Nova Southeastern University
James F. Lane, Ed.D.
Presentation Date: 
Saturday, January 16, 2016
Event or Conference: 
The Qualitative Report Seventh Annual Conference
Presentation Type: 
Paper Presentation
Boyer's Domain: 
Presentation Attachment(s): 
Presentation Location: 
Nova Southeastern University
Davy, FL
United States
Recent global trends in K-12 education include foci on student learning and assessment, teacher accountability and preparation, and the treatment of marginalized groups. Increasingly, professional practices of educators worldwide are being guided by articulated codes of ethics, published by education agencies of at least 20 countries (UNESCO, 2006). The recent Model Code of Ethics for American Educators published by the National Association of State Directors of Teacher Education and Certification (NASDTEC, 2015) reflects awareness of and concern for contemporary ethical issues and provides an opportunity to review codes of other countries for similar themes. This study in progress examines the published educator codes of ethics of countries in which English is the predominant language, e.g., the U.S., India, New Zealand, Australia, and Ireland. This discussion applies the methodology of hermeneutics, which undertakes “a dialogue with the text” to reveal a “deeper and richer meaning in light of an overarching pattern of interpretation (lvesson & Skoldberg, 2009, pp. 100-101).

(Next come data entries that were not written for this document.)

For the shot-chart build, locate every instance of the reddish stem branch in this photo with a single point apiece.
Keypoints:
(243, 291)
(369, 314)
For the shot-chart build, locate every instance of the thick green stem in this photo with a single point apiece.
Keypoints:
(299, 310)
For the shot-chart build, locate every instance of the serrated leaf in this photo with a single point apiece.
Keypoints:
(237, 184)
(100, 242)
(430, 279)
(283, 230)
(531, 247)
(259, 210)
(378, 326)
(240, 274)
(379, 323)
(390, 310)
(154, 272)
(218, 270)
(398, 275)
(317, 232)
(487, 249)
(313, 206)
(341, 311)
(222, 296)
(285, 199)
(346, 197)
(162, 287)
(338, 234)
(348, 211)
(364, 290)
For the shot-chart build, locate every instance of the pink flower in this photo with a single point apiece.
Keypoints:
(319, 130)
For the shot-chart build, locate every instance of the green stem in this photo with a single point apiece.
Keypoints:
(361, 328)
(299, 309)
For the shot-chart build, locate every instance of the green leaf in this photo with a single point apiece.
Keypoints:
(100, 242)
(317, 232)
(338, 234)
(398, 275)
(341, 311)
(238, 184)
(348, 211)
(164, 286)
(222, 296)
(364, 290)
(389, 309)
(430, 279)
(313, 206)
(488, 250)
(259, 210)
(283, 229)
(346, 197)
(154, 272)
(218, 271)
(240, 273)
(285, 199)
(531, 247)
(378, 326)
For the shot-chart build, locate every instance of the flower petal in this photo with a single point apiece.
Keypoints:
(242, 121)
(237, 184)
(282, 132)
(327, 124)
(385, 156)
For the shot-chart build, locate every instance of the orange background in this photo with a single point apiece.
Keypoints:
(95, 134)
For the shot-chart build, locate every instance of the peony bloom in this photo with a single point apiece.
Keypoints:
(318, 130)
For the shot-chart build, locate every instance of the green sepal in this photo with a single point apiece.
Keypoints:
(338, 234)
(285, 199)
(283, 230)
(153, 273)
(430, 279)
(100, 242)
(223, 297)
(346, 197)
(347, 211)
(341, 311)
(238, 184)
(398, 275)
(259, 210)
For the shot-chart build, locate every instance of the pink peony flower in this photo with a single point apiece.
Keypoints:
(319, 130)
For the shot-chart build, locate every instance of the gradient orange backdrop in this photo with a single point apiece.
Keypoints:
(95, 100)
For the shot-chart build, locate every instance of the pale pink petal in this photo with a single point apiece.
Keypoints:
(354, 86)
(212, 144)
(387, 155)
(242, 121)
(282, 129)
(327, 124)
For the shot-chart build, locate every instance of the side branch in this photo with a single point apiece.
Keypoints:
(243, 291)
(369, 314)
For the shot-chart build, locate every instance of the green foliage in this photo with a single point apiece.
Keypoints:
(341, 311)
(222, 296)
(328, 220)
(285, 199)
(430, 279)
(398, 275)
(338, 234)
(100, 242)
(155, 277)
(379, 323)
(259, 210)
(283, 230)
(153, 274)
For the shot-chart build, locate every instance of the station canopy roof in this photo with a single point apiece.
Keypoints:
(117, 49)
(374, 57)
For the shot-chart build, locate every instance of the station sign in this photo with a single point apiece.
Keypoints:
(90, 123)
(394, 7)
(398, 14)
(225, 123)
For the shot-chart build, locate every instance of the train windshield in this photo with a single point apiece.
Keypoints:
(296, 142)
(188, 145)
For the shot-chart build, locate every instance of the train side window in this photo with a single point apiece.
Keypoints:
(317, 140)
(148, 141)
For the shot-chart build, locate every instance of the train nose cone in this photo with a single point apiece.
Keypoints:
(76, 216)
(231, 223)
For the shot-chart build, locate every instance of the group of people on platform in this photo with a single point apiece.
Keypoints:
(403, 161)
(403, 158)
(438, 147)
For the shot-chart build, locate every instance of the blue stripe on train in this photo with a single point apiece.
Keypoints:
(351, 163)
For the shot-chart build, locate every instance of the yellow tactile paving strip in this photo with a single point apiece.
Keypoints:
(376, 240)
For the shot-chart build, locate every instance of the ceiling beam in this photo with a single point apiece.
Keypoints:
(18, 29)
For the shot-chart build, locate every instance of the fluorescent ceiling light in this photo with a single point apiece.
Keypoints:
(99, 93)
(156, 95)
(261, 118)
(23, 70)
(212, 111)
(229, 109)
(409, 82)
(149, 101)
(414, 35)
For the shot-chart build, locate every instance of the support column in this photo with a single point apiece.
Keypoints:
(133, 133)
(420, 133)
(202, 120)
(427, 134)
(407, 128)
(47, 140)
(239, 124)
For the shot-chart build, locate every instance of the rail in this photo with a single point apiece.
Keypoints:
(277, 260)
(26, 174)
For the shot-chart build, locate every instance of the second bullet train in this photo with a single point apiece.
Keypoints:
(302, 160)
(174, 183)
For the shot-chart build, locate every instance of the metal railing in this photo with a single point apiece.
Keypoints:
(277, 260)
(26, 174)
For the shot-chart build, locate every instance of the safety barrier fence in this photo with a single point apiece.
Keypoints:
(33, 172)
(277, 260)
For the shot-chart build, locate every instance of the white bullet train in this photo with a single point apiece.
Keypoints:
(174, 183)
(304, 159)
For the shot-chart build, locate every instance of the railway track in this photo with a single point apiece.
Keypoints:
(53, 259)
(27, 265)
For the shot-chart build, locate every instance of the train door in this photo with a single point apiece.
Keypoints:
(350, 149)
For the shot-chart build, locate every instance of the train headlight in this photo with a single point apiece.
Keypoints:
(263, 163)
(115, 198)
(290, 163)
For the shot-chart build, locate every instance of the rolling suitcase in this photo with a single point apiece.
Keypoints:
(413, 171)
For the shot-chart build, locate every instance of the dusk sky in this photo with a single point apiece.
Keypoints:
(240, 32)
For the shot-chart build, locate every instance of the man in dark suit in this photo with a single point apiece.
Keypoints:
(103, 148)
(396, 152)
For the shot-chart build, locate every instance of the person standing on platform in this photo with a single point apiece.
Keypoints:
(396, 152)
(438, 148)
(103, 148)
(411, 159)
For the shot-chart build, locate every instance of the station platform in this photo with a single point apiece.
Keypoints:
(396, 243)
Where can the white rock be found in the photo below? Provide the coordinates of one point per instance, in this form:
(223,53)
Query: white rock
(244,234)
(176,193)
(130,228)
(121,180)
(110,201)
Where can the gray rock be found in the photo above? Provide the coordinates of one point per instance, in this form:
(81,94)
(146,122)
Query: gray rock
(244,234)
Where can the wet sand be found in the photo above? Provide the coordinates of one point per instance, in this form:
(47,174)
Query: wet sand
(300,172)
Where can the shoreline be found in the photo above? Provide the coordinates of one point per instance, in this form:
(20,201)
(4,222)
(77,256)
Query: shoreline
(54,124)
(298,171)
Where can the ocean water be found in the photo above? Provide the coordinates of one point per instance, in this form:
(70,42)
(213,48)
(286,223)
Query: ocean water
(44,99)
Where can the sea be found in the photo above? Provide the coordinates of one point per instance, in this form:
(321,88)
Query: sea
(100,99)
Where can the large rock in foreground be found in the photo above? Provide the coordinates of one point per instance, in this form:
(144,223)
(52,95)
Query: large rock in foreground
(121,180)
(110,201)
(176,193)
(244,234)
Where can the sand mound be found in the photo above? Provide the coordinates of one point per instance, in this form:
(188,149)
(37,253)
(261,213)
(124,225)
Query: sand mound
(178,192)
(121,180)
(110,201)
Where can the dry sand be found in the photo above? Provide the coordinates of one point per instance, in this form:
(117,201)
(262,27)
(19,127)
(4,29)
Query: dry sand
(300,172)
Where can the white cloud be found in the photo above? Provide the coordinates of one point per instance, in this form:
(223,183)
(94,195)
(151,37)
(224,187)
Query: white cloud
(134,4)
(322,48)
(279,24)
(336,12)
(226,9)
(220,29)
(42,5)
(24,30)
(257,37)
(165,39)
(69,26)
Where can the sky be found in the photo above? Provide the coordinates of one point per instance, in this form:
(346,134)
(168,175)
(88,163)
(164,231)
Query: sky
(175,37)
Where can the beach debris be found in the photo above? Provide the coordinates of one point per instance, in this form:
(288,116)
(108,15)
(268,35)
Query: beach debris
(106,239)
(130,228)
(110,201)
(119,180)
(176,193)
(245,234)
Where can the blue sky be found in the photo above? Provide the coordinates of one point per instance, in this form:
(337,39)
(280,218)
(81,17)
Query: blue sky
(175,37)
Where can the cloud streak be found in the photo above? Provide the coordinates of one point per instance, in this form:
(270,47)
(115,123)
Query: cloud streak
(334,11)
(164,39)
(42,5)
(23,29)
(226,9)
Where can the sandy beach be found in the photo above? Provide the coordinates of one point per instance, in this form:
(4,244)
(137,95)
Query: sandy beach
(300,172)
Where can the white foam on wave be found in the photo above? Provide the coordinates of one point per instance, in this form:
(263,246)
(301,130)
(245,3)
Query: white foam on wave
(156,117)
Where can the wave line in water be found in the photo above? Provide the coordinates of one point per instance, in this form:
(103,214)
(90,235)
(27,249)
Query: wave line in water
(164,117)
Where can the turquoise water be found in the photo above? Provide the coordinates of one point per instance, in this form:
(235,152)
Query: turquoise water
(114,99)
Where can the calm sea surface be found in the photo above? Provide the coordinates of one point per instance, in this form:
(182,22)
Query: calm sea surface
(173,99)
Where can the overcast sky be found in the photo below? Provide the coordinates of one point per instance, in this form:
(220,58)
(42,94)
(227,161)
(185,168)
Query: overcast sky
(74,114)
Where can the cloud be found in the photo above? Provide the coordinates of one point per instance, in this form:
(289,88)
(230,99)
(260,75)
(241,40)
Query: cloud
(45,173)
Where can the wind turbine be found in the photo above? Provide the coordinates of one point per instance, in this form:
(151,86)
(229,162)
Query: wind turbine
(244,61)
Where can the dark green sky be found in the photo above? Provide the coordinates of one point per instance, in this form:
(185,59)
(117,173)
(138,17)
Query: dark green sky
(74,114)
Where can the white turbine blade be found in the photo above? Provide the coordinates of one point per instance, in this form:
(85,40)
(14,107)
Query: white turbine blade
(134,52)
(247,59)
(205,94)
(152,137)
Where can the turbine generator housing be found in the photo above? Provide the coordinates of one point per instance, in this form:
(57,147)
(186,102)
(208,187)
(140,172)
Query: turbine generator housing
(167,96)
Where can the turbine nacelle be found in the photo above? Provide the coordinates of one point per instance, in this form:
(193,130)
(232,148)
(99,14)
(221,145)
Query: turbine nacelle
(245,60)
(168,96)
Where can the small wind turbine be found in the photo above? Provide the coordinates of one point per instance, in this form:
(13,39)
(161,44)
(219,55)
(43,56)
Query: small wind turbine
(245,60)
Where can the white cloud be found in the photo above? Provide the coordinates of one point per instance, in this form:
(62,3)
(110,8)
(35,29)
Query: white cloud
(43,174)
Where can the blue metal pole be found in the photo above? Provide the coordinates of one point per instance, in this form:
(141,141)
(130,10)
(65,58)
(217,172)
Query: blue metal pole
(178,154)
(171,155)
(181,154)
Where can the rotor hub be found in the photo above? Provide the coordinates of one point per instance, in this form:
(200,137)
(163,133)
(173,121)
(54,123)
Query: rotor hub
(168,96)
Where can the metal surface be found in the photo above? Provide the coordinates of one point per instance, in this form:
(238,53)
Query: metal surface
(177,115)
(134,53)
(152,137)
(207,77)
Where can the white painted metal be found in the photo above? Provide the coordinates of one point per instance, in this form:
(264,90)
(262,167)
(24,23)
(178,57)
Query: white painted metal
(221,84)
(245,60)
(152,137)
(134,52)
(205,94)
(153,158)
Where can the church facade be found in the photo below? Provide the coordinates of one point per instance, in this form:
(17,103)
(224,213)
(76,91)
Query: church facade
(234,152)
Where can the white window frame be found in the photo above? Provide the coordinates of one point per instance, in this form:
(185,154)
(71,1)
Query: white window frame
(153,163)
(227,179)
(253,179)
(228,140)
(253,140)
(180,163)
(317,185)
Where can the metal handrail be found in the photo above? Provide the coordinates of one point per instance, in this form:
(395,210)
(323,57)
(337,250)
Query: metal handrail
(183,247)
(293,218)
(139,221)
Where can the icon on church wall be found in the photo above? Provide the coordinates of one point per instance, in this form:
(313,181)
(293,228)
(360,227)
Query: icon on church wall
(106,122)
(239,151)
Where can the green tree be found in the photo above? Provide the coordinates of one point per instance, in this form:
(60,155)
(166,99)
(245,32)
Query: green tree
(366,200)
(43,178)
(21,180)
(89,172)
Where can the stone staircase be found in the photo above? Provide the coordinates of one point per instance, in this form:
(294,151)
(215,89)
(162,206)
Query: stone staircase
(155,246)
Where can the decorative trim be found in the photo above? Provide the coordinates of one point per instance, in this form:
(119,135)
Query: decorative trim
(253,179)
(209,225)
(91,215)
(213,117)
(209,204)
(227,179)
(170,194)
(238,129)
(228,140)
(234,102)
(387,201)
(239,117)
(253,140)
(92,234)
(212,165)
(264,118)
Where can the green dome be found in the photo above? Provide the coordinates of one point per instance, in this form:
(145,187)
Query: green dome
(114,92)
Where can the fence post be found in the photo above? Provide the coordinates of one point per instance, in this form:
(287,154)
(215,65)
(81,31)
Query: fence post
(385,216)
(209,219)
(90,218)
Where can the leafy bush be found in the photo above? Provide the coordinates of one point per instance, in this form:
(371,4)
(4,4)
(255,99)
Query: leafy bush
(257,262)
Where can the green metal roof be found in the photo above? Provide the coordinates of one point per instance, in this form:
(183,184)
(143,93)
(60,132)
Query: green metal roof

It considers the educator codes of ethics of these countries through the hermeneutic lens of Madison’s nine “methodological principles” (1988, pp. 29-30): Coherence, Comprehensiveness, Penetration, Thoroughness, Appropriateness, Contextuality, Agreement, Suggestiveness, and Potential. The hope is that revealing overarching patterns and themes reflected at these broadest philosophical levels will heighten awareness of these concepts for those who shape policy and develop ethical guidelines affecting k-12 education.